Today is somewhat of a special day. In fact, it is one that I hold dear to my heart. Yes, today is “System Administrator Appreciation Day”.
For those of you who don’t know what a System Administrator is or does, maybe this small list will help you out. I got these from the official System Administrator Appreciation Day Site. Here are just a few of the things that a System Administrator does.
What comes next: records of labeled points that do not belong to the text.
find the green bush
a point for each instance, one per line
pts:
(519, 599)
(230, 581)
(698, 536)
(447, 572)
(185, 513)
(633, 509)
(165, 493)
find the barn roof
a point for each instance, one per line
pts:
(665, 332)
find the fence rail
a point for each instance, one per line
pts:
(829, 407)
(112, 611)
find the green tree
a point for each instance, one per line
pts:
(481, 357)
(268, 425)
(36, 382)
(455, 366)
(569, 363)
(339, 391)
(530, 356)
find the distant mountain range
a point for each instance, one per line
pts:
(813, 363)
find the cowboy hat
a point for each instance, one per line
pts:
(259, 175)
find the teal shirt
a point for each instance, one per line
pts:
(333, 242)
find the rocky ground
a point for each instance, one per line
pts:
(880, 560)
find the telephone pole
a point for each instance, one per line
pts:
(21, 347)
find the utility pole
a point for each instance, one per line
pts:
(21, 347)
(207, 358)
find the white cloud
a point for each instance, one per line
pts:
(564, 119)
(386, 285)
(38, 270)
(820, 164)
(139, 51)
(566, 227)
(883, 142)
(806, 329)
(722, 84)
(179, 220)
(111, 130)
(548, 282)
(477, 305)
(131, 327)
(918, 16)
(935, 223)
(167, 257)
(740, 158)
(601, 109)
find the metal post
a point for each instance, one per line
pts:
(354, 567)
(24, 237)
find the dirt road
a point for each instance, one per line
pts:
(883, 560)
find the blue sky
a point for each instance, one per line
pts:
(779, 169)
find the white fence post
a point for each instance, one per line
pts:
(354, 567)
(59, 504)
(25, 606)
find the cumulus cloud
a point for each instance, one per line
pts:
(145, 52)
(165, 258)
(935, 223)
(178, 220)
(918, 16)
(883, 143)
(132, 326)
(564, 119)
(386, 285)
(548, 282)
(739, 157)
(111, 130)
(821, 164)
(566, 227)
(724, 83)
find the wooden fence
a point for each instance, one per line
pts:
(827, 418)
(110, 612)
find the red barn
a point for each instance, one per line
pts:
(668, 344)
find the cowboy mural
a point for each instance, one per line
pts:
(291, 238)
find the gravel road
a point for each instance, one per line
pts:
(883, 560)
- A sysadmin makes sure your network connection is safe, secure, open, and working. A sysadmin makes sure your computer is working in a healthy way on a healthy network. A sysadmin takes backups to guard against disaster both human and otherwise, holds the gates against security threats and crackers, and keeps the printers going no matter how many copies of the tax code someone from Accounting prints out.
- A sysadmin worries about spam, viruses, spyware, but also power outages, fires and floods.
- When the email server goes down at 2 AM on a Sunday, your sysadmin is paged, wakes up, and goes to work.
- A sysadmin is a professional, who plans, worries, hacks, fixes, pushes, advocates, protects and creates good computer networks, to get you your data, to help you do work — to bring the potential of computing ever closer to reality.
- So if you can read this, thank your sysadmin — and know he or she is only one of dozens or possibly hundreds whose work brings you the email from your aunt on the West Coast, the instant message from your son at college, the free phone call from the friend in Australia, and this webpage.
System Administrators are important people. Though not more important than anyone else, they do play a huge role in most others getting ANYTHING done. Take a moment to thank your System Administrator for what he/she does. They will appreciate it.